L’Usine de porcelaine Grazyn est un fix-up du canadien David Demchuk, son premier. Intitulé The Bone Mother en version anglaise, il a remporté le Scotiabank Giller Prize 2017. Tournée une couverture sombre et peu explicite, le lecteur tombe sur « Maia », un texte d’une page très inquiétant par ce qu’il suggère. Puis, il lit « Boris », qui en quatre pages introduit l’usine de porcelaine et pose les caractères weird et noir des récits à venir ; c’est par des moyens bien peu ragoutants que sont fabriqués les très fameux dés à coudre Grazyn dont même la tsarine use, et la relation de commensalisme qui lie l’usine aux trois villages environnants qui lui fournissent son personnel est fondamentalement malsaine. Suivent 24 textes, de longueurs variables, qui mettent chacun en scène un personnage, humain ou pas. Tout est weird, tout est sombre, Demchuk convoque le peuple de la mythologie slave, il place son usine entre Ukraine et Roumanie, en un lieu menacé moins par les créatures de la nuit slave ou yiddish que par les exactions staliniennes (la famine notamment) ou la brutalité mortelle de la Police de Nuit, une milice cryptofasciste capable d’agir même à l’étranger pour rattraper ceux qui crurent lui échapper en s’exilant à un océan de distance.
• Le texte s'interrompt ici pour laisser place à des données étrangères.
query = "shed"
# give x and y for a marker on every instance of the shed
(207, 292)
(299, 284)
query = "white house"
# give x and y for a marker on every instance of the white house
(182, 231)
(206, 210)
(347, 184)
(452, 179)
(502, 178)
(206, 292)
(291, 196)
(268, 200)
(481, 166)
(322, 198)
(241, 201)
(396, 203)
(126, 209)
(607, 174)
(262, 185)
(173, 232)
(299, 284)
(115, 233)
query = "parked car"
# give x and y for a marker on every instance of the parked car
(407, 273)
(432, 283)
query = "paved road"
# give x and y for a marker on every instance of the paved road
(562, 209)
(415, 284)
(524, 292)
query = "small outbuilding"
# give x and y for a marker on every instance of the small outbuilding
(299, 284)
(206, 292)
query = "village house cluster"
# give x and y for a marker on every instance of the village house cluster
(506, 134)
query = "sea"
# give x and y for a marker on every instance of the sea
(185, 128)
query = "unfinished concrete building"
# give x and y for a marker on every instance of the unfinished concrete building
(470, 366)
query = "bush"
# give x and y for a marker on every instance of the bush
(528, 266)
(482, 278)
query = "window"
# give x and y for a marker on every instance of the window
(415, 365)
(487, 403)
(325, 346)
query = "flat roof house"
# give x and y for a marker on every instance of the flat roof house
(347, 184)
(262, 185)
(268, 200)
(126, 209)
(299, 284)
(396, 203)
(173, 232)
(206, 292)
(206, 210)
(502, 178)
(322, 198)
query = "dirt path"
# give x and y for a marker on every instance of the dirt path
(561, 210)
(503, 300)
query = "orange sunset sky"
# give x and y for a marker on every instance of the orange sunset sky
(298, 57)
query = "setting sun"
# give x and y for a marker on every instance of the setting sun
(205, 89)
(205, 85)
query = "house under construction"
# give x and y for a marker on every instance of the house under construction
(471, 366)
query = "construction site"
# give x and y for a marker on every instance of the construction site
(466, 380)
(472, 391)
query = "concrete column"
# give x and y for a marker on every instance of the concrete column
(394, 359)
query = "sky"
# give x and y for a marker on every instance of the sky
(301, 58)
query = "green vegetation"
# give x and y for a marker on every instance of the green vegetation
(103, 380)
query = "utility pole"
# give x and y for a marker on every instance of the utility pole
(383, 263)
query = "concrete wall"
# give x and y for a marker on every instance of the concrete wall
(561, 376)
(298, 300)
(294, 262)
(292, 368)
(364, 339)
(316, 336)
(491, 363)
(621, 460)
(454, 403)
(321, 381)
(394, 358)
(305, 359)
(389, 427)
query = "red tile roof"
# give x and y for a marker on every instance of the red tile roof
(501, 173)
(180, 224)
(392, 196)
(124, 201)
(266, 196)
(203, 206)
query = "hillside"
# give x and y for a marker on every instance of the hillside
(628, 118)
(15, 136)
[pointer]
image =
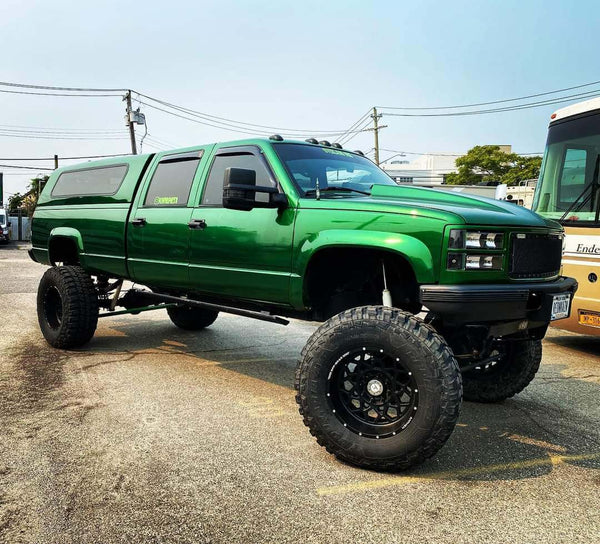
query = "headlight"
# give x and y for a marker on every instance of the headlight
(474, 239)
(471, 242)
Le père de Demchuk est d’origine ukrainienne. L’auteur — qui jongle à travers les continents et les époques, de la moitié du XIXe siècle aux temps présents — a donc puisé tant à la source d’un folklore ancestral qu’au cœur de l’histoire familiale pour montrer un monde en transformation dans lequel les monstres sont plus souvent des humains que ceux que leur physique ou leurs pouvoirs conduit à décrire comme tels. Il est à noter d’ailleurs que la seconde partie du fix-up, « La Police de Nuit », est plus convaincante et engageante que la première « L’usine de porcelaine Grazyn » ; après beaucoup de freaks et de magie arcanique, le retour des organisations humaines et de leurs crimes volontaires remettent de l’enjeu dans une énumération de personnages et de situations qui, à la longue, commençaient à faire un peu rengaine, d’autant que certaines chutes laissent le lecteur sur sa faim. Alors il y a, certes, plusieurs textes intéressants car vraiment surprenants ou dérangeants – une très émouvante histoire de golem par exemple –, il y a aussi quelque jolies phrases « Tricoter est une bonne façon de passer le temps quand on attend que quelqu’un meure », il y a enfin une plongée torturée dans une mythologie moins connue ici que les grecques ou scandinaves — entre strigoi, rusalka ou dame des bois. Il y a encore, disons-le, une collection de photos (une par texte), réalisées par un photographe roumain dans la première moitié du XXe siècle, qui donnent un ton et créent une ambiance. Mais l’accumulation, si elle sert à ancrer un lieu, fut-il mythologique, dans la réalité perçue du lecteur, met aussi en évidence le manque d’un vrai fil directeur qui l’entraînerait d’une introduction vers une conclusion. Certains fix-up passent le test de cet écueil avec succès, ici le nombre élevé des textes et leur petite taille rend l’exercice plus périlleux.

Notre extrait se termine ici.